A obra sobrevive em muito ao homem; esta poderia ter sido a declaração do conservador David Cameron, primeiro ministro britânico, ao saudar a “grande britânica”, Margareth Thatcher, que morreu a 9/4. O dossel de louvores desenrolado pelos ministros britânicos a essa reacionária estadista, que representa o integral espírito de etapa da restauração burguesa, foi acompanhado pela dubiedade da mídia inglesa e internacional em saber dentro de que limites aprecia o trabalho da “Dama de Ferro”. Cameron e os “lordes” de Westminster prestam homenagens “en route”: há já meses vem emplacando em série uma rodada drástica de reformas contra o Estado de bem-estar social na Inglaterra para paliar o déficit público.

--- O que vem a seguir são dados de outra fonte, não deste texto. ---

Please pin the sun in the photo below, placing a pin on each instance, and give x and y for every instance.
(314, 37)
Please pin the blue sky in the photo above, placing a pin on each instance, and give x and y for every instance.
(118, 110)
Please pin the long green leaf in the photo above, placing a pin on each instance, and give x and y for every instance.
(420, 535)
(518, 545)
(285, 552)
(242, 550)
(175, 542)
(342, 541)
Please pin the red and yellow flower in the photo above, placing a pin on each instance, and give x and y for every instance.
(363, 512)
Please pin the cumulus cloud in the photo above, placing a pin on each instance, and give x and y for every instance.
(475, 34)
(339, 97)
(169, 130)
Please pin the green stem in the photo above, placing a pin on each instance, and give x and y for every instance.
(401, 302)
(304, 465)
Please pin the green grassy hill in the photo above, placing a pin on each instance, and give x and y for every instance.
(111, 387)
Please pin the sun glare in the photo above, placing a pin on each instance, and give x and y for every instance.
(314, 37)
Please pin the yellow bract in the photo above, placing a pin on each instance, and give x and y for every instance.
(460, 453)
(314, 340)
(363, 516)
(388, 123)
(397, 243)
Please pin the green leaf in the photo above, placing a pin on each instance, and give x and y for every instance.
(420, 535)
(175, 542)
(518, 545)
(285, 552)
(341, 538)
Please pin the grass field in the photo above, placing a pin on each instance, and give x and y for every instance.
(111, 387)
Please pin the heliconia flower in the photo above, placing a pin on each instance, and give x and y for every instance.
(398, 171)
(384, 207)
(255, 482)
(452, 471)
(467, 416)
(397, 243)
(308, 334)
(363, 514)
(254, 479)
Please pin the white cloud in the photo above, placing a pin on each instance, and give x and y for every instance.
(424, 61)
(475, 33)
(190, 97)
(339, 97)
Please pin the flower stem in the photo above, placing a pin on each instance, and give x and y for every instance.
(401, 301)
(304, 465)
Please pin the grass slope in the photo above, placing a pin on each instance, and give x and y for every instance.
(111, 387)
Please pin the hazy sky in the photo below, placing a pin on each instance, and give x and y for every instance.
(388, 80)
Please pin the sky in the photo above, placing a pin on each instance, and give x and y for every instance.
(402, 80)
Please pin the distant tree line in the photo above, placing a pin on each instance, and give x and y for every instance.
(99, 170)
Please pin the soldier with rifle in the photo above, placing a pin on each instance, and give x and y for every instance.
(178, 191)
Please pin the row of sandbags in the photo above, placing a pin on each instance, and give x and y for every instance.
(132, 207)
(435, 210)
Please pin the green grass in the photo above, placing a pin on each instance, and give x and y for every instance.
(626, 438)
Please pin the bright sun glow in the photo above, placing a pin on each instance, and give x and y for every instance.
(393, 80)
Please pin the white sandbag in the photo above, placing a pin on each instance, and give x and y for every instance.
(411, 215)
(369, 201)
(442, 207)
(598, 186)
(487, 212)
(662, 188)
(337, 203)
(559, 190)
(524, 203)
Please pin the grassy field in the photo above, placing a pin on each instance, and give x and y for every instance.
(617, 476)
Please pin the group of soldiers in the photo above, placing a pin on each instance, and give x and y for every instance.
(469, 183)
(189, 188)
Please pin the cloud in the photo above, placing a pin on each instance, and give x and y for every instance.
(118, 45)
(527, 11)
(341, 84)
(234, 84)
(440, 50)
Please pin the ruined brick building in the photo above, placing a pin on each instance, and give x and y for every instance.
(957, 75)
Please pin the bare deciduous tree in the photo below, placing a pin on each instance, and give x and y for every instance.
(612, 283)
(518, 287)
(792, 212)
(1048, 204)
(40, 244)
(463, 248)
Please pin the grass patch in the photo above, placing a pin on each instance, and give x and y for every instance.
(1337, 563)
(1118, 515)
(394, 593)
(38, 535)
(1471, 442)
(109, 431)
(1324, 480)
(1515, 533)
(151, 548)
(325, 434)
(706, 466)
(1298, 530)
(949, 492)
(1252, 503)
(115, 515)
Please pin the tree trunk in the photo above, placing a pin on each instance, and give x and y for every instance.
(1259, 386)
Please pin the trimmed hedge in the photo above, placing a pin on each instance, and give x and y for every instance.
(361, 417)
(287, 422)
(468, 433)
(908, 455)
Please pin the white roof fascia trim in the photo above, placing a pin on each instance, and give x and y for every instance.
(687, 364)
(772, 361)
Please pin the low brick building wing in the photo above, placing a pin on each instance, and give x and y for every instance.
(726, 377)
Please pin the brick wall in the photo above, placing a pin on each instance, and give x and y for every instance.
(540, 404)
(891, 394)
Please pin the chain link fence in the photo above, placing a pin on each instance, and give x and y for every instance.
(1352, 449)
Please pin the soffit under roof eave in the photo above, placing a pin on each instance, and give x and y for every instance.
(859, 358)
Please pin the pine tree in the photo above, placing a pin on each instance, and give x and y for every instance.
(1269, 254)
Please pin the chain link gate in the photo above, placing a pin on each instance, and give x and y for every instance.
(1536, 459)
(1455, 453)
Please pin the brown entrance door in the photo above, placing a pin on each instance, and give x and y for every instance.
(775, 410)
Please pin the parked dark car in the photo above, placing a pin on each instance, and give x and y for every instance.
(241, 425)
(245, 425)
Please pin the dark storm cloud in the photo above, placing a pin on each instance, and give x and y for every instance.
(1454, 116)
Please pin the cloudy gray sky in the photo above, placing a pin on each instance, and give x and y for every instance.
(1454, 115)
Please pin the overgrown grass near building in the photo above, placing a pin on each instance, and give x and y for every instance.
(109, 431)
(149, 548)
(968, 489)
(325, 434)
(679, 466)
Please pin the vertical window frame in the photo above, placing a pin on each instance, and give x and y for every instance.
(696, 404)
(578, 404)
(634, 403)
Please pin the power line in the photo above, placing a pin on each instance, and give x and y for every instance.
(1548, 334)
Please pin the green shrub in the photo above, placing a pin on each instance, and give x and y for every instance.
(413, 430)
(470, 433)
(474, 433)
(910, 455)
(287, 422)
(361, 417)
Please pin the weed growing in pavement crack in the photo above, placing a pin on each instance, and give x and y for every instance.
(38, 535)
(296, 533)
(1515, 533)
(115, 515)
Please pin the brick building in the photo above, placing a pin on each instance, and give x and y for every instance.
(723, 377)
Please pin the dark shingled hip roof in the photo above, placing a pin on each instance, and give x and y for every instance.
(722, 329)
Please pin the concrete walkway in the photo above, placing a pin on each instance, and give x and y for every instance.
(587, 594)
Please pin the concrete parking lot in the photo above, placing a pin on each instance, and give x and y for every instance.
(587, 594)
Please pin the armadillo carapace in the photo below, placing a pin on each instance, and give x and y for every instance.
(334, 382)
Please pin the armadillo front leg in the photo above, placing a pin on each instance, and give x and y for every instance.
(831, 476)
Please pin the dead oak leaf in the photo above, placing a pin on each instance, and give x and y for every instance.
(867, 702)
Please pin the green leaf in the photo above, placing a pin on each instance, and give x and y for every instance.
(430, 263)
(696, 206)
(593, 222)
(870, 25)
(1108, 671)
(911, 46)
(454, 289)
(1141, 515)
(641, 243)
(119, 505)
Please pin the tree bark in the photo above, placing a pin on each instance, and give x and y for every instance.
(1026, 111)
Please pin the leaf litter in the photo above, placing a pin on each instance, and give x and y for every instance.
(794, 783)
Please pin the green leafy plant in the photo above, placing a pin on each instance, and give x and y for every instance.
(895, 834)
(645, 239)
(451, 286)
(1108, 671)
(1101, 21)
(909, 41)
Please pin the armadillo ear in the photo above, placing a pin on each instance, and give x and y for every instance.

Essas medidas, que foram seguidas por uma onda de protestos que tomou as ruas do Reino Unido nas ultimas semanas, incluem a perseguição de imigrantes búlgaros e romenos (dificultando acesso ao país e cerceando-lhes os direitos ã saúde e educação), cortes em subsídios ã habitação e em prestações sociais (afetando mais de 1 milhão de pessoas), além da semiprivatização de todo o setor da saúde.
As ressalvas quanto ã figura de Thatcher (o The Guardian fala de “limpar a sujeira que Thatcher deixou”) coincidem com a crise que todo o entramado europeu, e do capitalismo mundial, herdou da década de ’70. Quando Thatcher assume o poder no Reino Unido em 1979, o sistema capitalista mundial se enfrenta já com o esgotamento dos efeitos do crescimento parcial das forças produtivas no boom do pós-guerra, e com sua primeira crise econômica em mais de duas décadas. O nível de vida conquistado no período do “pleno emprego” na Europa e as concessões do estado de bem-estar não podiam continuar como foram depois da reconstrução do pós-guerra; o capitalismo precisava manter ã força sua taxa de lucro, sem desencadear uma nova destruição massiva de capitais. A ofensiva neoliberal que Thatcher lançou, juntamente com o presidente norte-americano Ronald Reagan, tinha de resolver o problema da restauração do equilíbrio dinâmico do capitalismo. E esse equilíbrio, para a burguesia, só pode ser restaurado no domínio da luta de classes, derrotando o proletariado internacional.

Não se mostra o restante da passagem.